Indo-Canadian business leaders welcomed early news of this interest by Mumbai-based Kingfisher Airlines. In May, many of them pilloried Air Canada for ending all its flights to India so that it could boost them to China.
However, even as Premier Gordon Campbell's office said that this "building of better transportation links between B.C. and India will build on already-close social, cultural and business relationships that exist between our two jurisdictions," the timeline on when Kingfisher could launch such a service is still very fuzzy.
Kingfisher is owned by United Breweries Group, a family-run beer and liquor empire headed by Vijay Mallya, who is often described as India's Richard Branson. Forbes magazine estimates his current net worth at $1.5 billion and he made headlines this year in Europe after buying Scotch whisky maker Whyte & Mackay and becoming a joint owner of the Dutch Spyker Formula One racing team.

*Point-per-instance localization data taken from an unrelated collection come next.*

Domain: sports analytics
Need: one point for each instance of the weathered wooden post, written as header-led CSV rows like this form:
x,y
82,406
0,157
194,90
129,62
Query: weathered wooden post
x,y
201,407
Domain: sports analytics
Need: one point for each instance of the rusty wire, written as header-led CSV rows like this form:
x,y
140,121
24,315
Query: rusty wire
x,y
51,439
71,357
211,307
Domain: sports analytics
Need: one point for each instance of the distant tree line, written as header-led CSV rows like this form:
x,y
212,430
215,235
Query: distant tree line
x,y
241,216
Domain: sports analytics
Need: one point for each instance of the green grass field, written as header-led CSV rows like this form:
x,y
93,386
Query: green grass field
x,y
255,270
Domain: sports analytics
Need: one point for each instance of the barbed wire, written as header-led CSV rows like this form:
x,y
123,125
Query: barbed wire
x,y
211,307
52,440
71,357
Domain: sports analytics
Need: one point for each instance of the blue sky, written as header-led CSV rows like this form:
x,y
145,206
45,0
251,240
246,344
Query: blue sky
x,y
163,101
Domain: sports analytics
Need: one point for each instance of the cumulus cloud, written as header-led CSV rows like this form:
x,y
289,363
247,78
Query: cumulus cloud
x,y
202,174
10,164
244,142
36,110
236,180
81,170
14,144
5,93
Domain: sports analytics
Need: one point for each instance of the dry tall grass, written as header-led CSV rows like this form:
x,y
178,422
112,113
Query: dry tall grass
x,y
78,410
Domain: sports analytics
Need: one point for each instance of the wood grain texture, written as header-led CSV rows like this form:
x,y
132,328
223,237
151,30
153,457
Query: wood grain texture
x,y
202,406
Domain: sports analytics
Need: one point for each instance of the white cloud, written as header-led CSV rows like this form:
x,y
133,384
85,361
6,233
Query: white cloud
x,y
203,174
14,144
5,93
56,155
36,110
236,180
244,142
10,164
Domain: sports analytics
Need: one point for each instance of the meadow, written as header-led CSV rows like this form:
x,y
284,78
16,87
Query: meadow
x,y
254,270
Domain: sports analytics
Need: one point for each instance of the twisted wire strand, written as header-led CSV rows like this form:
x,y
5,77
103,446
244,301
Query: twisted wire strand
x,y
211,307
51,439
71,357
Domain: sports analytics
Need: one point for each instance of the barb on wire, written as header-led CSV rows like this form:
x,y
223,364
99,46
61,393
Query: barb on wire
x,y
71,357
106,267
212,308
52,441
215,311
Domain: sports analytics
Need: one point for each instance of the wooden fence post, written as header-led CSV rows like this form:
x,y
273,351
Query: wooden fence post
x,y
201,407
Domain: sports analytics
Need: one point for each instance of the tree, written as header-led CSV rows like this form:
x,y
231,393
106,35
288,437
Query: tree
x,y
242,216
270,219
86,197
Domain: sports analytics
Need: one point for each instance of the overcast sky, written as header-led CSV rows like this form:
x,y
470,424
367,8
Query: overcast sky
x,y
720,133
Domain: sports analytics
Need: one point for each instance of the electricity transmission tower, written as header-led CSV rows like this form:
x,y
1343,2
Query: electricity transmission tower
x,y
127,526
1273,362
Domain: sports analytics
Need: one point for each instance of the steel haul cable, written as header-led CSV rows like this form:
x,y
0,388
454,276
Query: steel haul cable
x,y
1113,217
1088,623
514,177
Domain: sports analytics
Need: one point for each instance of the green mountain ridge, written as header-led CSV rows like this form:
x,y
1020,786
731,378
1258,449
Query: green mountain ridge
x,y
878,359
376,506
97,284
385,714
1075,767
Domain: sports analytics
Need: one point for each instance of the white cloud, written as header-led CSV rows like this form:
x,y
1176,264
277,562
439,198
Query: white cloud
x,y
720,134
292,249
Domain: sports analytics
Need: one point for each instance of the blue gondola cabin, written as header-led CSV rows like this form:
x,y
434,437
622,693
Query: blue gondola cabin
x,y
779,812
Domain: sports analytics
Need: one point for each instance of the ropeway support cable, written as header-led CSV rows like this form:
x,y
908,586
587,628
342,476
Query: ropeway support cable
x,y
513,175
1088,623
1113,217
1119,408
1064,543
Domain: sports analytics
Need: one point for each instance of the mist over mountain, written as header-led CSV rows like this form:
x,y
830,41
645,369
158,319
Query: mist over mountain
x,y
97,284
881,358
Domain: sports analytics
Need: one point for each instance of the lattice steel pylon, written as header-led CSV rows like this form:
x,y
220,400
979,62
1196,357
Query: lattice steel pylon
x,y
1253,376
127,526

Mallya has always stood out in conservative corporate India, but as the country's middle class rises, his trademark love of the good life - boozy yacht parties, a collection of 250 classic cars like Rolls-Royces, some 40 residences around the world - actually meshes with the aspirations of this younger and more free-spending demographic.
Kingfisher currently serves over 30 cities in India, but it does not yet fly internationally. In filings for regulatory approval, it has expressed interest in serving a U.S. West Coast destination and has publicly named New York for a August 2008 launch.
There is, however, a possible hitch to these expansion plans. The Ministry of Civil Aviation, which governs India's airline industry, does not allow domestic airlines that are less than five years old fly internationally. Kingfisher, founded in 2005, could get around this rule by buying a rival Indian airline, Air Deccan, which is more established. Alternatively, Kingfisher might push the government to review the law. Mallya is also a member of India's parliament.
The Vancouver Sun sent an e-mail to Mallaya's direct account at UB Group as well as a media relations officer, but both were unanswered by deadline on Monday. Premier Campbell, who met with Mallya on Monday as part of his trade mission in India, was also unavailable.
Vancouver's appeal as a market is clear considering that, in 2006, it was the seventh largest source of North American passengers to India. More specifically, it was the fourth-largest source of North American passengers to Delhi, outpacing Los Angeles, Chicago and Washington.
At the moment, going from Vancouver to India involves flying first to cities in Asia (Hong Kong, Singapore, Tokyo) or Europe (Frankfurt, Brussels, Amsterdam) before connecting on to India.
"Whichever way you go, it can take between 22 to 25 hours to get there," said John Korenic, marketing director at YVR. "I have done it. It is quite an arduous trip."
Kingfisher's non-stop flight would mean just a 15-hour journey. "Once you start non-stop operations, you very much stimulate the market" in terms of both tourism and trade, said Korenic. "It's so much easier flying on a non-stop. There is enormous opportunity."
Other observers agree. "We found that the type of volumes that Kingfisher [or any other airline] could see would give them significant first mover advantage because of the high share of the Visiting Family and Relatives (VFR) willing to pay a non-stop premium to fly from Vancouver to Delhi," said Nizar Assanie, a vice-president at Vancouver-based IE Market Research Corp. who also sits on the board of the Canada-India Business Council's B.C. chapter.
"Anecdotally, I have talked to my network [who go to India quite often] and in all instances, they were willing to pay the extra premium to save the time it takes to fly to India."
He added: "There is a significant 'catchment area' behind Delhi and behind Vancouver. Key to the success of the route will be the ability to get connections to places like Amritsar, Bangalore, Mumbai, Chennai, and other Canadian and U.S. destinations, such as Toronto."